The expression of neurotrophins is differentially regulated by omega-3 polyunsaturated fatty acids at weaning and postweaning in C57BL/6 mice cerebral cortex

• An age dependent effect of omega-3 PUFA on neurotrophin signaling is proposed.
• The accretion of DHA in the cortical phospholipid is affected by diet and age.
• High cortical accretion of DHA upregulates mRNA expressions of key neurotrophins.
• High n-3 PUFA increases the concentration of phosphorylated CREB.
• Accretion of DHA in the brain is vital for neuroprotection and enhanced cognition.
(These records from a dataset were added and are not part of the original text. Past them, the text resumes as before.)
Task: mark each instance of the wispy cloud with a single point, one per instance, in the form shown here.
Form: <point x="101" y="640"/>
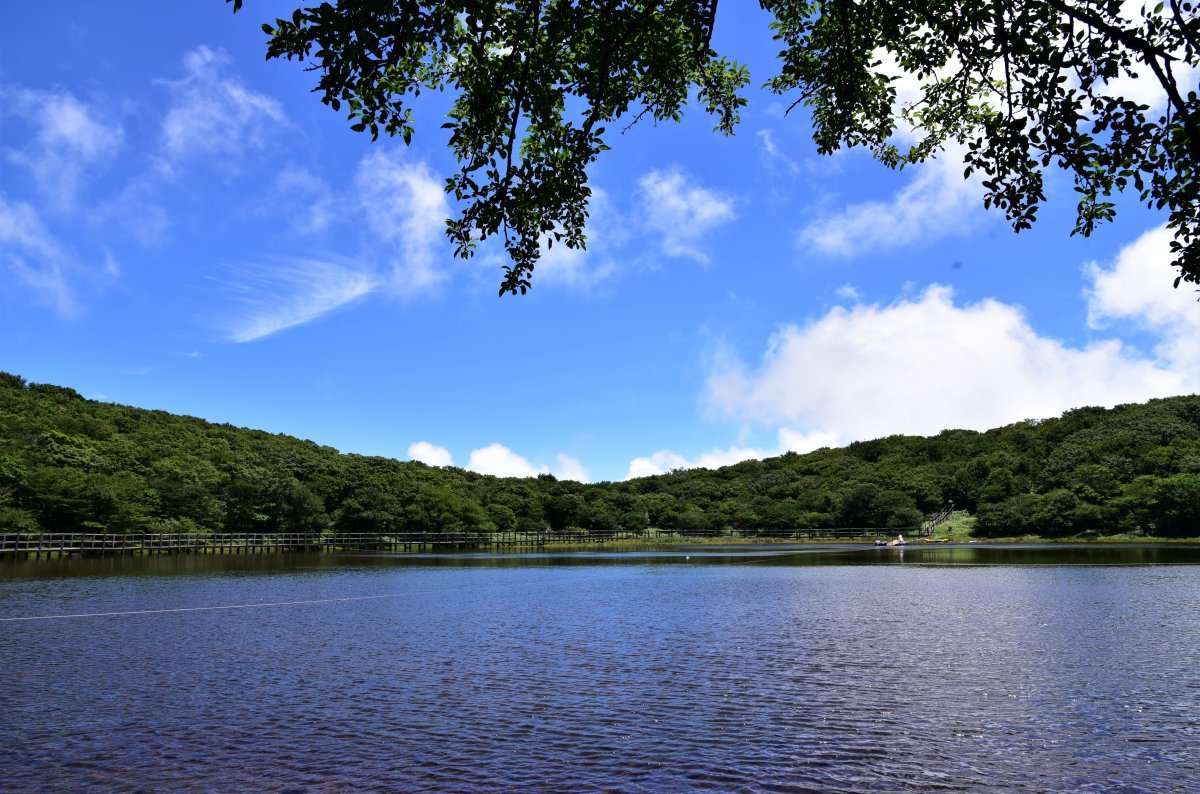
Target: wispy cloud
<point x="1135" y="288"/>
<point x="789" y="440"/>
<point x="936" y="364"/>
<point x="682" y="212"/>
<point x="936" y="203"/>
<point x="587" y="268"/>
<point x="35" y="259"/>
<point x="774" y="157"/>
<point x="430" y="453"/>
<point x="405" y="204"/>
<point x="70" y="142"/>
<point x="214" y="114"/>
<point x="281" y="295"/>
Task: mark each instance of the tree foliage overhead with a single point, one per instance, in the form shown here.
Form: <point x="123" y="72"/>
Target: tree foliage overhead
<point x="538" y="86"/>
<point x="73" y="464"/>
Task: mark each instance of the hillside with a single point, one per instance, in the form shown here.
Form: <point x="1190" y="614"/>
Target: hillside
<point x="73" y="464"/>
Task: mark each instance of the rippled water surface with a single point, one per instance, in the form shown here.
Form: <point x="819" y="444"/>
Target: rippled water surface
<point x="763" y="668"/>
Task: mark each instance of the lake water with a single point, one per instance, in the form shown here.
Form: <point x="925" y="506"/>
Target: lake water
<point x="825" y="668"/>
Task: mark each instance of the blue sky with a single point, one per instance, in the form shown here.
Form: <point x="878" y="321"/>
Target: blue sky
<point x="185" y="227"/>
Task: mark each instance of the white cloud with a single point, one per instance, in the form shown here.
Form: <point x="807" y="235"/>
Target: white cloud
<point x="924" y="365"/>
<point x="849" y="292"/>
<point x="306" y="200"/>
<point x="35" y="259"/>
<point x="215" y="114"/>
<point x="70" y="143"/>
<point x="1138" y="288"/>
<point x="583" y="269"/>
<point x="430" y="453"/>
<point x="789" y="441"/>
<point x="405" y="203"/>
<point x="502" y="462"/>
<point x="282" y="295"/>
<point x="682" y="211"/>
<point x="935" y="204"/>
<point x="773" y="157"/>
<point x="570" y="469"/>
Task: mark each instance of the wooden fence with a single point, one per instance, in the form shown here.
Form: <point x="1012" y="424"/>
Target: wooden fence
<point x="46" y="545"/>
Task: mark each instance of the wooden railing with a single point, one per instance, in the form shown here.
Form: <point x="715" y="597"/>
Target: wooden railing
<point x="46" y="545"/>
<point x="933" y="521"/>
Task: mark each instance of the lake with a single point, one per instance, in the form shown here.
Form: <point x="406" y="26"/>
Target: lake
<point x="778" y="668"/>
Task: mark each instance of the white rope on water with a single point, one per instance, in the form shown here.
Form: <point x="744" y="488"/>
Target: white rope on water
<point x="234" y="606"/>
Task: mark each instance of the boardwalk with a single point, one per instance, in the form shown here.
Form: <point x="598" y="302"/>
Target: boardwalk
<point x="47" y="545"/>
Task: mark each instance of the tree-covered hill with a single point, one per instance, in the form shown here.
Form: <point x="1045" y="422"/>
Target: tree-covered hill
<point x="73" y="464"/>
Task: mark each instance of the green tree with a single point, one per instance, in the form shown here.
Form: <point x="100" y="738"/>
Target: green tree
<point x="535" y="83"/>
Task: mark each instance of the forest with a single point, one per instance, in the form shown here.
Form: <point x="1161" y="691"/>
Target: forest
<point x="73" y="464"/>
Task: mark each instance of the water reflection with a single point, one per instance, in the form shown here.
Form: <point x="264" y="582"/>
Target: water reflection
<point x="786" y="554"/>
<point x="737" y="668"/>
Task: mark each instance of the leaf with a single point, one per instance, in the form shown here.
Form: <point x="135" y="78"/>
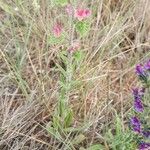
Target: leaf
<point x="82" y="27"/>
<point x="96" y="147"/>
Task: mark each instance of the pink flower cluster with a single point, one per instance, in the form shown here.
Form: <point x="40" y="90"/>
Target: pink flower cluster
<point x="79" y="13"/>
<point x="57" y="30"/>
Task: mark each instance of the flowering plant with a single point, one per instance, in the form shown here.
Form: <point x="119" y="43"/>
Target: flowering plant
<point x="139" y="121"/>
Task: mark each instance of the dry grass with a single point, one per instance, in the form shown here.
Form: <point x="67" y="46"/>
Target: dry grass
<point x="29" y="83"/>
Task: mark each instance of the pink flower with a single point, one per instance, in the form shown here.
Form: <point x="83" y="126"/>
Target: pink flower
<point x="81" y="14"/>
<point x="75" y="46"/>
<point x="69" y="9"/>
<point x="57" y="30"/>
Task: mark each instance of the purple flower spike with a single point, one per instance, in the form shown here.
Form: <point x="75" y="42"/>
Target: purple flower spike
<point x="144" y="146"/>
<point x="140" y="70"/>
<point x="147" y="65"/>
<point x="138" y="93"/>
<point x="146" y="134"/>
<point x="138" y="106"/>
<point x="136" y="125"/>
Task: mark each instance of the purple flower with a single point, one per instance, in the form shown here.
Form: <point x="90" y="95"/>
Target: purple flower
<point x="138" y="106"/>
<point x="146" y="134"/>
<point x="140" y="70"/>
<point x="144" y="146"/>
<point x="136" y="124"/>
<point x="138" y="93"/>
<point x="147" y="65"/>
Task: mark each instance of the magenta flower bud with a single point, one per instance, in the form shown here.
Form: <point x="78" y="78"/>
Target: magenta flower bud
<point x="146" y="134"/>
<point x="81" y="14"/>
<point x="144" y="146"/>
<point x="138" y="106"/>
<point x="140" y="70"/>
<point x="147" y="65"/>
<point x="138" y="93"/>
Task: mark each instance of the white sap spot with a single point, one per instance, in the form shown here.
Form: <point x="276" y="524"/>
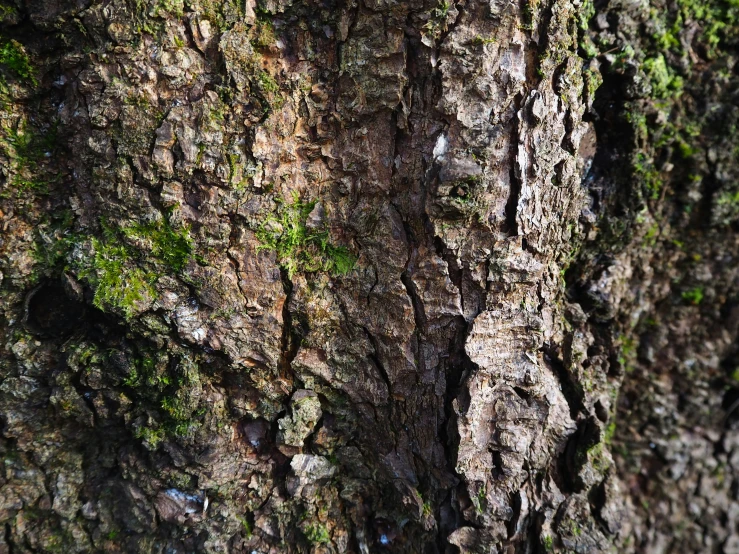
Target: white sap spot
<point x="190" y="501"/>
<point x="441" y="147"/>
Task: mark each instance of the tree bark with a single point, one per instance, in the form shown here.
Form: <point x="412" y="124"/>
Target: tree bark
<point x="295" y="276"/>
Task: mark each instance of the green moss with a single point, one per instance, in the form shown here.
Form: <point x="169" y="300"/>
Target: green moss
<point x="480" y="41"/>
<point x="693" y="296"/>
<point x="168" y="7"/>
<point x="298" y="248"/>
<point x="317" y="533"/>
<point x="169" y="246"/>
<point x="152" y="436"/>
<point x="118" y="282"/>
<point x="13" y="58"/>
<point x="665" y="82"/>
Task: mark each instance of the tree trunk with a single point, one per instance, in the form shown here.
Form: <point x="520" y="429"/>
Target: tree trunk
<point x="369" y="276"/>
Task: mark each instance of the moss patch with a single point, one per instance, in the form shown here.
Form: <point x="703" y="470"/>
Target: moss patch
<point x="298" y="248"/>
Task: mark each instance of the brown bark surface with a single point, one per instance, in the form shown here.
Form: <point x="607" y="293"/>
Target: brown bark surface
<point x="364" y="276"/>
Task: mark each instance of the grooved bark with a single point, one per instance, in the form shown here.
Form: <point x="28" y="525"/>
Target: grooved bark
<point x="368" y="277"/>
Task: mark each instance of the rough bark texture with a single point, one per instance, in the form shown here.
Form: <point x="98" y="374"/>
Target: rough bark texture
<point x="366" y="276"/>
Omega-3 (n-3) polyunsaturated fatty acids (PUFA) and neurotrophins are pivotal to the proper functioning of the central nervous system. We investigated the effects of perinatal and postweaning n-3 PUFA diets on cerebral cortical phospholipid fatty acid composition, and the expression of neurotrophins at weaning and 16 weeks postweaning of the male offspring of C57BL/6 mice. Female C57BL/6 mice were fed semi-purified diets (20% w/w fat) containing 10% (high) and 2% (low) n-3 PUFA before mating, during pregnancy, and until weaning. Offspring were studied at weaning and 16 weeks postweaning on their mother’s designated diet. Cerebral cortical phospholipid fatty acids and mRNA expressions of brain-derived neurotrophic factor (BDNF), nerve growth factor (NGF), cAMP response element binding protein (CREB), and TrkB were measured. The protein concentration of phosphorylated CREB (pCREB) was determined by ELISA. DHA and total n-3 PUFA were significantly higher in cortical phospholipids of the high n-3 PUFA group compared to the low n-3 PUFA group (P < 0.0001), and increased significantly from weaning to 16 weeks (P < 0.0001). There was a significant effect of diet (P < 0.05) and age (P < 0.05) on the mRNA expression of NGF. The mRNA expression of BDNF increased significantly (P < 0.01) in the high n-3 PUFA group compared to the low n-3 PUFA group. The mRNA expression of TrKB was significantly higher (P < 0.0001) at 16 weeks in the high n-3 PUFA group compared to the low n-3 PUFA group; however, no difference was observed at weaning. pCREB/Total CREB was higher in the high n-3 PUFA group compared to the low n-3 PUFA group (P < 0.05). Our findings demonstrate that perinatal and postweaning diets high in n-3 PUFA lead to accretion of n-3 PUFA in brain cortex. We further found that n-3 PUFA upregulates the expression of neurotrophins and their target receptors in an age dependent fashion.